What are the triggers in ADF?
Different types of triggers in Azure Data Factory (ADF some common use cases:
1. Schedule Trigger:
Use Case: Daily ETL Pipeline Refresh
A scheduled trigger can be used to automatically execute an ETL (Extract, Transform, Load) pipeline in Azure Data Factory at a specific time each day. This ensures that the data is refreshed and up-to-date for reporting and analysis purposes.
2. Event Trigger:
Use Case: Real-time Data Ingestion
An event trigger can be configured to monitor a specified data source (e.g., Azure Blob Storage, Azure Event Hubs) for new data arrival. When new data is detected, the trigger can initiate an ADF pipeline to ingest and process the data in near real-time, enabling timely analytics or downstream processing.
3. Data Driven Trigger:
Use Case: Dynamic Partitioning
In scenarios where data arrives in different partitions or folders based on certain criteria (e.g., date, region), a data-driven trigger can be used. For example, if new data is added to a specific folder in Azure Data Lake Storage, the trigger can automatically start a corresponding ADF pipeline to process only the newly arrived data, optimizing resource utilization and reducing processing time.
4. Manual Trigger:
Use Case: Ad-hoc Data Processing
Sometimes, data processing tasks need to be initiated manually, such as on-demand data validations or one-time data migrations.
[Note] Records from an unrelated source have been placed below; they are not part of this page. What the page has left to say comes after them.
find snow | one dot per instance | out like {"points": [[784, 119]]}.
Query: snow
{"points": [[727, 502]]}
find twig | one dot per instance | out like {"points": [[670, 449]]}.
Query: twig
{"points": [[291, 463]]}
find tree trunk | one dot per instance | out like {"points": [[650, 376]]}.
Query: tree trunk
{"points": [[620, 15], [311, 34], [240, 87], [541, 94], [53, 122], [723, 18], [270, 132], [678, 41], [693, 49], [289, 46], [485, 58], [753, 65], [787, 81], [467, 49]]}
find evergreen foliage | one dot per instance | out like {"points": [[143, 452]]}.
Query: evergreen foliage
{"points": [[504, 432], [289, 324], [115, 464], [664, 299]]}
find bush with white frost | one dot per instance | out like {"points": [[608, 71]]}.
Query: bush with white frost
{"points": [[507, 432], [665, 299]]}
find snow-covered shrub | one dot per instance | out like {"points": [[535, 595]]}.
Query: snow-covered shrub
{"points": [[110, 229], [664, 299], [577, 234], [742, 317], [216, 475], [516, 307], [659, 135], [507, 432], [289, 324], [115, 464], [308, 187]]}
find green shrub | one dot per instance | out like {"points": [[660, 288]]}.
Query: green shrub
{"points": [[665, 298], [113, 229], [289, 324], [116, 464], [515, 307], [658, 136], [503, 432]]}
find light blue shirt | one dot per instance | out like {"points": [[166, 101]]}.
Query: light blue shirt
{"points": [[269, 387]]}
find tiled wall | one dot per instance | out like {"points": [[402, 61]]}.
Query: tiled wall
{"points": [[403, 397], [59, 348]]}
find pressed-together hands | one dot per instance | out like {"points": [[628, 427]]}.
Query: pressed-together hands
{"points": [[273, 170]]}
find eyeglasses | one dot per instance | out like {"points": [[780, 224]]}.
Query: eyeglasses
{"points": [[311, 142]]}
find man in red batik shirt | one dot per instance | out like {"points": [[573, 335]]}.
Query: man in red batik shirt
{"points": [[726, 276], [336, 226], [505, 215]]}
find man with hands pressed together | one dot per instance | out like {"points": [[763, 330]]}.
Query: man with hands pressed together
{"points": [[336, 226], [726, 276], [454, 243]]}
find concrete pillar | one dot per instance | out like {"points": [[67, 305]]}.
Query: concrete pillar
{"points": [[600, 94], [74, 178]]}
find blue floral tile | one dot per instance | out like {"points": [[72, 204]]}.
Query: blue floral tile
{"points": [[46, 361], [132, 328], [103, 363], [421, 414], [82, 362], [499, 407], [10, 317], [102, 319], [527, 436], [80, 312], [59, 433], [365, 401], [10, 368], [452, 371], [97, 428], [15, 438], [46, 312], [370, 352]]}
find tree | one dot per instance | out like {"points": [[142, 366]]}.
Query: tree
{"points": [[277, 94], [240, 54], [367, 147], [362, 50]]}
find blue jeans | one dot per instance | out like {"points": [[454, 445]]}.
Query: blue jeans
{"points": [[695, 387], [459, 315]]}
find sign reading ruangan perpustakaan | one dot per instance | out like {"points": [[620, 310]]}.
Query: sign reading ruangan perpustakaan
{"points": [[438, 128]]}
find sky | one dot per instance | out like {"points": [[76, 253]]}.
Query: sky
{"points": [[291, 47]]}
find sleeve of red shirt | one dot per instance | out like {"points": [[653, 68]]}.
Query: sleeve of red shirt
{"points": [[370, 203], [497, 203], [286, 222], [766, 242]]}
A manual trigger allows users to trigger ADF pipelines manually through the Azure portal or programmatically via REST API, providing flexibility and control over when the pipeline execution occurs.
5.Tumbling Window Trigger:
Use Case: Rolling Window Aggregations
For scenarios requiring periodic aggregation of data over fixed time intervals (e.g., hourly, daily), a tumbling window trigger can be employed. This trigger can schedule ADF pipelines to run at regular intervals, aggregating data within each window to produce summary statistics, trends, or reports.